"[I]f I had to live my life again, I would have made a rule to read some poetry and listen to some music at least once every week…The loss of these tastes is a loss of happiness, and may possibly be injurious to the intellect, and more probably to the moral character, by enfeebling the emotional part of our nature." --Charles Darwin

Sunday, October 18, 2009

Teacher as conductor

My principal is very much into technology, and as I believe it is important to our students, I am interested in its application to education as well. I do think that this is a slower process than he would like it to be, because you cannot teach with a technology you have not used to learn with yourself; otherwise you don't understand how learning is done with that technology.

And beside, there is a romantic part of me that imagines that a great teacher needs nothing but a room and students. Not even a book, a piece of chalk--just those selves gathered together.

This video featuring the conductor Benjamin Zander of the Boston Philharmonic is about learning to love classical music. And Zander is an exciting teacher himself, which would make it worth your 20 minutes in any event.

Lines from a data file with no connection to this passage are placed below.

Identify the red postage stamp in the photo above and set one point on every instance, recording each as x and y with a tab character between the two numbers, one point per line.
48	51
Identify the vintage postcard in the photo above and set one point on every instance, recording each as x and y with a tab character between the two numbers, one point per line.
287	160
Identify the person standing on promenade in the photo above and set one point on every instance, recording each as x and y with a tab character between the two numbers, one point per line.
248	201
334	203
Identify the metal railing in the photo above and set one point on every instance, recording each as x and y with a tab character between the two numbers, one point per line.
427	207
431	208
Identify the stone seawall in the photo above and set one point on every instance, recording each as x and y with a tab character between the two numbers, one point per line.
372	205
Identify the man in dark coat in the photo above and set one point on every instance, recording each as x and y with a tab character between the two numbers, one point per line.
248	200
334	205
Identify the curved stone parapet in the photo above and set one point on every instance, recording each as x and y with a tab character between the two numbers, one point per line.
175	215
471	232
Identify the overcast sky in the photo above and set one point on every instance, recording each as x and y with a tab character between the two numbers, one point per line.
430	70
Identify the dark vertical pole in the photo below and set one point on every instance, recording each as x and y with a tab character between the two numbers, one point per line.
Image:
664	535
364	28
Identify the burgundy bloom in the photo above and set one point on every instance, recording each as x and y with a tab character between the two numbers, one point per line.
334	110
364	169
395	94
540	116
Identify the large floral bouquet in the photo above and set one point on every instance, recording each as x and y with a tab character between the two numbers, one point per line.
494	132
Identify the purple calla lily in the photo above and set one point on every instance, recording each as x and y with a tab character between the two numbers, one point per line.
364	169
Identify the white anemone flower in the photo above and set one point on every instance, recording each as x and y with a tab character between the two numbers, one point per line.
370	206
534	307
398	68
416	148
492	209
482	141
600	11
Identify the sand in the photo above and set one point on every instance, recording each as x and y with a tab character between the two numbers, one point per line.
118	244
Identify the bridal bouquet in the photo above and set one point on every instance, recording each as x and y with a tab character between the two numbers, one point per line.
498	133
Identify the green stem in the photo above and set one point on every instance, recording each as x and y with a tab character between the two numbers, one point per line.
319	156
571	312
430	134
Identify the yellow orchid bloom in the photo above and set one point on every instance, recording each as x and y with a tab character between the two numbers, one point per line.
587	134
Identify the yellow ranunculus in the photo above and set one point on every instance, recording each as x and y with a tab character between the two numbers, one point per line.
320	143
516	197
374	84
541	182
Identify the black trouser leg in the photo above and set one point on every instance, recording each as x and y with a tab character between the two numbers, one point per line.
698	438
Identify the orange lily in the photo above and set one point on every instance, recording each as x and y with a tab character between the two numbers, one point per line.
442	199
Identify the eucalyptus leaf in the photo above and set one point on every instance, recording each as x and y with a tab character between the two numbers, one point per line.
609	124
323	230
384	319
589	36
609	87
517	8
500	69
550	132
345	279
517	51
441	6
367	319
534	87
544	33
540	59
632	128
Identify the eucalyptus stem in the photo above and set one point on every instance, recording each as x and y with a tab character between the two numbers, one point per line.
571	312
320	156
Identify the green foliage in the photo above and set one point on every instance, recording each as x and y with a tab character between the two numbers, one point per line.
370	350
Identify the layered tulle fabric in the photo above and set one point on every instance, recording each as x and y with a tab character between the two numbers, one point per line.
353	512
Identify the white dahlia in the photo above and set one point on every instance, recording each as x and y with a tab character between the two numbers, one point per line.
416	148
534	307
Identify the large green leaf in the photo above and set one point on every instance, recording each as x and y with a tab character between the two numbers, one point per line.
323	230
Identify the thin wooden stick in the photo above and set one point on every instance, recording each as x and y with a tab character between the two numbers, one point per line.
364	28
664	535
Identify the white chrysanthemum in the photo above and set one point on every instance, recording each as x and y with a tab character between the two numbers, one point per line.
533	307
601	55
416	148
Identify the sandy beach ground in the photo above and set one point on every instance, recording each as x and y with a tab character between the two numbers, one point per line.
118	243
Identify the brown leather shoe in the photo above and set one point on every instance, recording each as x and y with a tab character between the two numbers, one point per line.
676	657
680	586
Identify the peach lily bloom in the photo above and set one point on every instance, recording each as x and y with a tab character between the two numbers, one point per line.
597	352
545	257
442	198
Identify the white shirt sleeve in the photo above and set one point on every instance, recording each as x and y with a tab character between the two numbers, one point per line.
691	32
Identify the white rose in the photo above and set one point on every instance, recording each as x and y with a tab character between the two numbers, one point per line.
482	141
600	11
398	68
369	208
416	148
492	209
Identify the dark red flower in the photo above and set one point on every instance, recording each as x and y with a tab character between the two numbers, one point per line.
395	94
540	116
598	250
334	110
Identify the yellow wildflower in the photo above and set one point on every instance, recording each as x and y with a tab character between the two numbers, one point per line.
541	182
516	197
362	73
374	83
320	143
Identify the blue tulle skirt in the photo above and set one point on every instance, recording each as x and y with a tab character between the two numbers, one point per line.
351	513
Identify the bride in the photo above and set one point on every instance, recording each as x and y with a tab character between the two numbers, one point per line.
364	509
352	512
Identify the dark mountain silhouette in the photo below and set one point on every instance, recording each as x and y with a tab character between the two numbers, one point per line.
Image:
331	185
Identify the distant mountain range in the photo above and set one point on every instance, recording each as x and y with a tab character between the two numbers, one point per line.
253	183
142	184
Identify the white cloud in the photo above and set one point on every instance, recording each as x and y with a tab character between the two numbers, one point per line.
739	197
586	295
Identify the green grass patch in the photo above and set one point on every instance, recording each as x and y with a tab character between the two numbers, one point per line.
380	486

The money line comes 14 minutes in when he says,
"The conductor of an orchestra doesn’t make a sound. He depends for his power on his ability to make other people powerful. My job was to awaken possibility in other people. If their eyes are shining, you know you’re doing it. If they’re not shining you get to ask this question: 'Who am I being that my children’s eyes are not shining?' ”
As an English teacher, I don't dispense information. I teach process. I try and impart good ways to do something the student already (sort of) knows how to do--but in order for that to be effective, I must create passion. I need to remember that Monday morning when I go back to my classroom, whether it's filled with gadgets or a bare room. I need to be in the passion business.